After Supreme Court Justice Antonin Scalia died this year, President Barack Obama went about nominating a successor, as required by the Constitution. But Senate Republicans resisted, insisting the vacancy should be filled by the president chosen by voters in November. They invoked (or fabricated) a “rule” that a president’s right to have his Supreme Court nominees considered by the Senate lapses in an election year.

Now that Hillary Clinton seems likely to win the election, however, some Republicans are changing their tune.

This week, Sen.

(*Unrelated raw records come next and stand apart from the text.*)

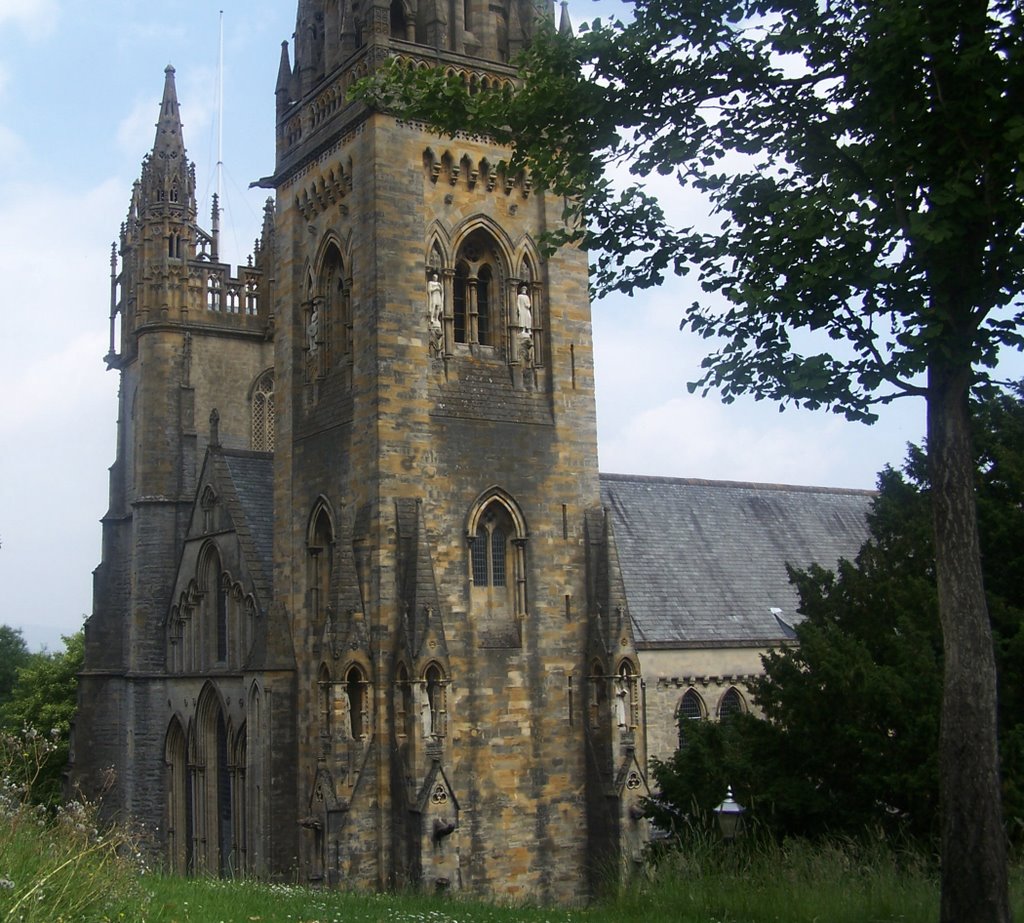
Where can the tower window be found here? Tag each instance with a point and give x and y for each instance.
(489, 552)
(476, 305)
(263, 413)
(731, 704)
(355, 691)
(435, 700)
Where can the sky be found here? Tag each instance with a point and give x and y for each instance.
(80, 87)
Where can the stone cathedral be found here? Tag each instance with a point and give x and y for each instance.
(358, 619)
(367, 614)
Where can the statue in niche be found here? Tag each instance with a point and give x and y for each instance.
(312, 330)
(524, 324)
(435, 309)
(426, 718)
(622, 694)
(523, 307)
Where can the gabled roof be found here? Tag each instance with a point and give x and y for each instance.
(704, 561)
(251, 478)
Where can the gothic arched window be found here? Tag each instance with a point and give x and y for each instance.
(498, 570)
(320, 549)
(434, 681)
(263, 413)
(325, 701)
(476, 299)
(731, 704)
(358, 703)
(691, 708)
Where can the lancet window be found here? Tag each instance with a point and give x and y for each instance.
(263, 418)
(476, 301)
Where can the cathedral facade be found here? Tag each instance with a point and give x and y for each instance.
(359, 619)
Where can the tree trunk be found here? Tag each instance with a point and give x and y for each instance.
(974, 850)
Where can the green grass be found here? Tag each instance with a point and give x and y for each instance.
(60, 869)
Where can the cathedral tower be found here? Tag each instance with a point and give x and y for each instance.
(442, 460)
(382, 642)
(190, 344)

John McCain, R-Ariz., promised “we will be united against any Supreme Court nominee that Hillary Clinton, if she were president, would put up.” Huh?

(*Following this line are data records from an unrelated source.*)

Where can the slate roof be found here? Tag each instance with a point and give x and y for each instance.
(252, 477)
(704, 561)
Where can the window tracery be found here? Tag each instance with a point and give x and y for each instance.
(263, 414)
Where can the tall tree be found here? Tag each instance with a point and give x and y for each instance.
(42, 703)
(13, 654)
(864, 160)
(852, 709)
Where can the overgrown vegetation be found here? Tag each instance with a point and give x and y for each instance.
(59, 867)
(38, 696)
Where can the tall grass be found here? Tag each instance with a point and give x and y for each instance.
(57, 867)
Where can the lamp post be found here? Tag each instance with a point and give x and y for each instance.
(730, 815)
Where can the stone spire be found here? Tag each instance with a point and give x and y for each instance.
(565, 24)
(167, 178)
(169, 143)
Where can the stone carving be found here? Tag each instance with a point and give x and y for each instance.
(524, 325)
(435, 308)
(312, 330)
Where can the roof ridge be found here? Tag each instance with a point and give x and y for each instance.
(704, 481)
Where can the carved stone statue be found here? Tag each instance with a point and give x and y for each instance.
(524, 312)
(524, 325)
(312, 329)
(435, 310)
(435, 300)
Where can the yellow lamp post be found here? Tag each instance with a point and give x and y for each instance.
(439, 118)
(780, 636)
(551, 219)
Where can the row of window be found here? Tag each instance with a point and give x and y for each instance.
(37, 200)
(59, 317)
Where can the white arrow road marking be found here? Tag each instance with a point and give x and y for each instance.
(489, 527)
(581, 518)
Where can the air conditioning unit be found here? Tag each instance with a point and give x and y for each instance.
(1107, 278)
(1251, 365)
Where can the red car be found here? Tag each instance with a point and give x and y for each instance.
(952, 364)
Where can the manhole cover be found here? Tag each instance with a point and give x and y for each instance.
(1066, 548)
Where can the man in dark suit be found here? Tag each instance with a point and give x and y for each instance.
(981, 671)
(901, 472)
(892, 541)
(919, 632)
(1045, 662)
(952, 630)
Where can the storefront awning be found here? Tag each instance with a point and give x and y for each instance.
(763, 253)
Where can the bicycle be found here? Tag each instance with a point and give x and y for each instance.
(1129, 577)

It was a reminder of just how unprincipled Republicans have been in refusing to bring the court up to strength.

This fight has been all about partisan advantage, and if that means the court must leave some important issues unresolved because of a 4-4 deadlock, so be it.

McCain’s outrageous threat also highlighted a longer-term problem: the bipartisan repudiation of the idea the Senate should defer to a president’s choice of a Supreme Court justice so long as the nominee is well qualified, untarnished by accusations of personal wrongdoing and within the mainstream of legal thought.

In 2005, 22 Democratic senators voted against the confirmation of Chief Justice John G. Roberts Jr., regarded as a moderate conservative and rated “well qualified” by the American Bar Association. Among those voting “no” was Barack Obama, then a senator from Illinois. (Ironically, Roberts would go on to cast crucial votes to reject challenges to Obama’s signature domestic proposal, the Affordable Care Act.)

Almost five years later, 36 Republican senators, including McCain, voted against Obama’s nomination of Elena Kagan, a moderately liberal jurist also rated “well qualified” by the ABA.

And now, McCain threatens to oppose “any” Hillary Clinton nominee — though his spokeswoman later said he would “thoroughly examine the record of any Supreme Court nominee put before the Senate and vote for or against that individual based on their qualifications.”

The Constitution does provide for a role for the Senate in the appointment of judges and justices. But senators abuse that authority when they reflexively reject or block a nominee from a president of the opposite party.

Merrick Garland, an experienced federal appeals court judge who was nominated by Obama in March to replace Scalia, still hasn’t been afforded even a hearing.

If Clinton wins and the voters also install a Democratic majority in the Senate, Republicans who decide to stonewall her Supreme Court nominations might find that their ultimate check on the president — the filibuster — will be taken away from them.

Democrats went part of the way there in 2013, barring filibusters on other presidential nominations after Republicans blocked Obama’s appointments to an important federal appeals court.

The Republicans’ obstructionism is wrong; it also could backfire by giving the next president an even freer hand in shaping the Supreme Court. Some might call that poetic justice.